To get a better understanding of which personality traits are most common with each of these issues independently and together, Lynn Boschloo of the Department of Psychiatry and the EMGO Institute for Health and Care Research at the VU University Medical Center in the Netherlands recently led a study involving individuals with comorbid and pure conditions.
The participants included 32 individuals with alcohol dependence alone, 1,398 with anxiety and/or depression only, 358 with both alcohol and depression or anxiety, and 460 with no history of psychiatric illness. Boschloo looked at negative emotional states such as rumination, hopelessness, neuroticism, and worry. She also assessed impulsivity, thrill seeking, disinhibition, and boredom.

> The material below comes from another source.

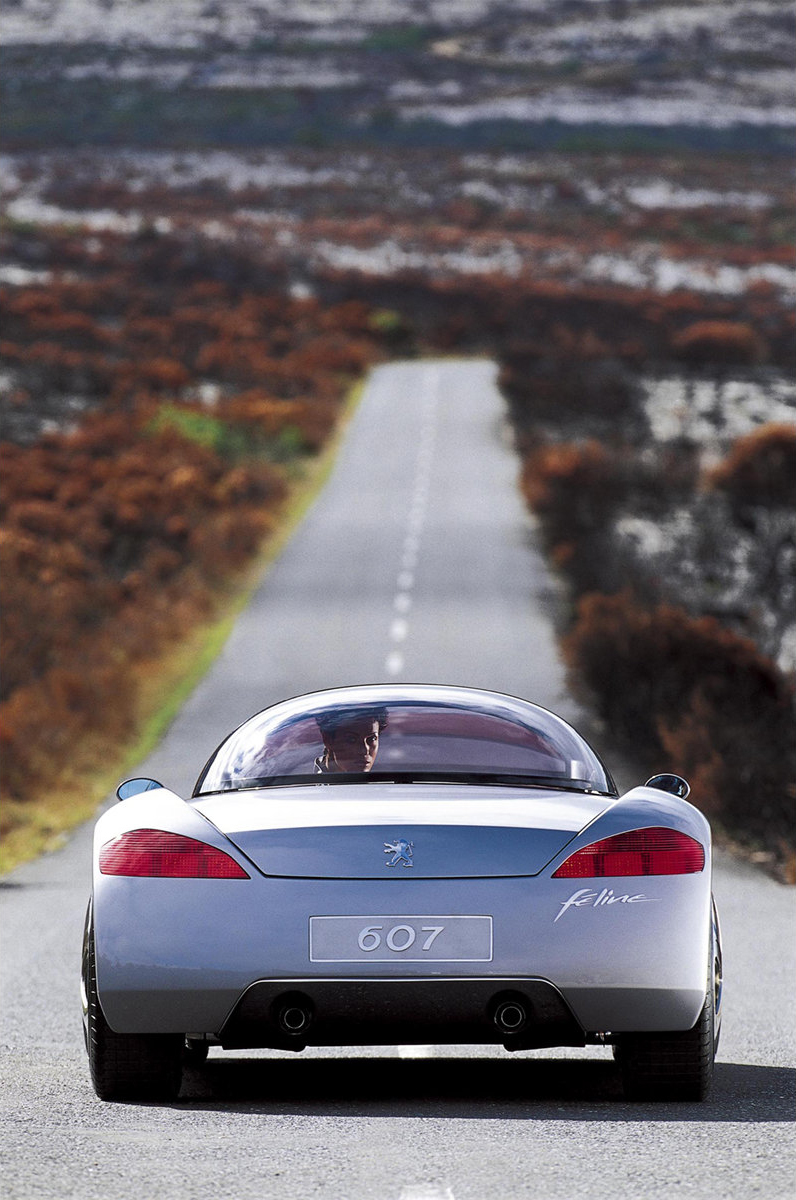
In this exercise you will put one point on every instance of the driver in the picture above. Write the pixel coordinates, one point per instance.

Boschloo found that even though some negative emotional states were moderately associated with the alcohol dependence only group, they were much stronger among the participants with comorbid alcohol dependence and anxiety/depression and the participants with anxiety/depression only. She also discovered that the negative emotional traits and the impulsive traits were entirely unrelated to one another, but did overlap in some participants. Further, the impulsive trait had only a weak association with alcohol dependence and depression/anxiety.
Boschloo believes that these results demonstrate the importance of personality in the development of these internalizing and externalizing conditions. Understanding how each of these individual traits influences psychological symptoms is a critical component in the design and delivery of treatments. For instance, interventions for depression/anxiety could focus on decreasing negative emotional traits while those targeting alcohol dependent individuals could strive to transform disinhibition.
Taken one step further, treatments aimed at reducing negative traits could benefit those with internalizing behaviors and alcohol dependence. “Similarly,” added Boschloo, “Interventions enhancing behavioural control might have an additional beneficial effect on depressive/anxiety symptoms.”
Reference:
Boschloo, L., et al. (2013). The role of negative emotionality and impulsivity in depressive/anxiety disorders and alcohol dependence. Psychological Medicine 43.6 (2013): 1241-53. ProQuest. Web.